I am using "train" in the Caret package for binary classification with SVM (for the algorithm svmLinear2). I have set 'type = "prob" '. I understand that the probability values farther from 0.5 mean the classification decision was 'easier' , but what exactly do these scores mean? Is it derived from the distance from the hyperplane?

caret's svmLinear2 uses an improved implementation of Platt scaling of the posterior estimates $P(y=1|x)$. The improvements are mostly in terms of numerical stability and speed of convergence, they are described in detail in: Lin et al. (2007) article: A note on Platt's probabilistic outputs for support vector machines. The produced posterior estimates are effectively a rescaled version of the original classifiers scores through a logistic transformation. In that sense, the scores themselves are effectively treated as a log-odds ratio.

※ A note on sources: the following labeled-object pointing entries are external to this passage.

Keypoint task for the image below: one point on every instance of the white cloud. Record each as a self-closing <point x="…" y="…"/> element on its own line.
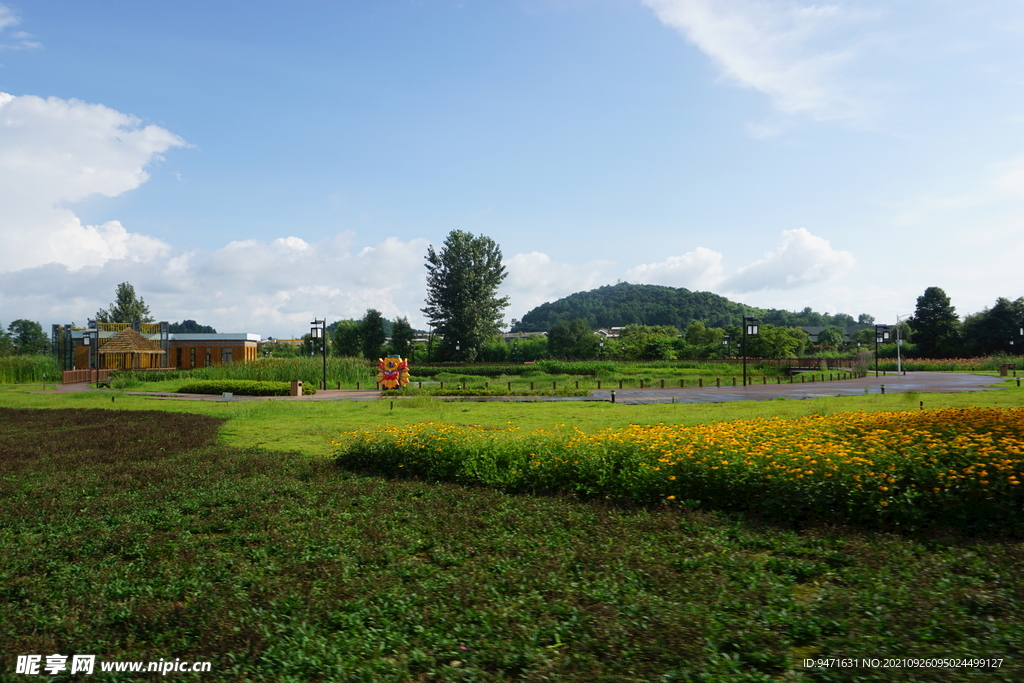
<point x="698" y="269"/>
<point x="803" y="259"/>
<point x="535" y="279"/>
<point x="55" y="152"/>
<point x="272" y="288"/>
<point x="17" y="40"/>
<point x="791" y="51"/>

Your understanding is correct: strictly speaking the SVM score is the distance from the point $X_i$ to the decision boundary.

I think it is more appropriate to say that the probabilities returned correspond to "more certain" classification decisions (rather than "easier") but I accept this is a bit stylistic too. In any case, a probability of 0.50+ indicates that the point $X_i$ is predicted as $y=1$. Please note (again) that these posterior estimates come with the substantial theoretical caveat that scores can be seen as representing log-odds ratio and thus the logistic transformation is relevant. My opinion is that if a method (like SVM classification here) is not designed to produce probabilistic estimates, one should be cautious about how the output is reinterpreted under a probabilistic lens. I would check the calibration plots of the resulting classifiers very carefully for inconsistencies. (See the function caret::calibration for how do this through caret.)

Particular to the mechanics of the routines mentioned in the question: Lin et al. version of the original Platt scaling is implemented internally in e0171::svm. caret::train does not really do any independent computations, caret::predict simply returns the estimates of the posterior $P(y=1|x)$ as calculated by LIBSVM.

A more canonical reference on probability estimates from SVMs is Wu et al. (2004) article: Probability estimates for multi-class classification by pairwise coupling.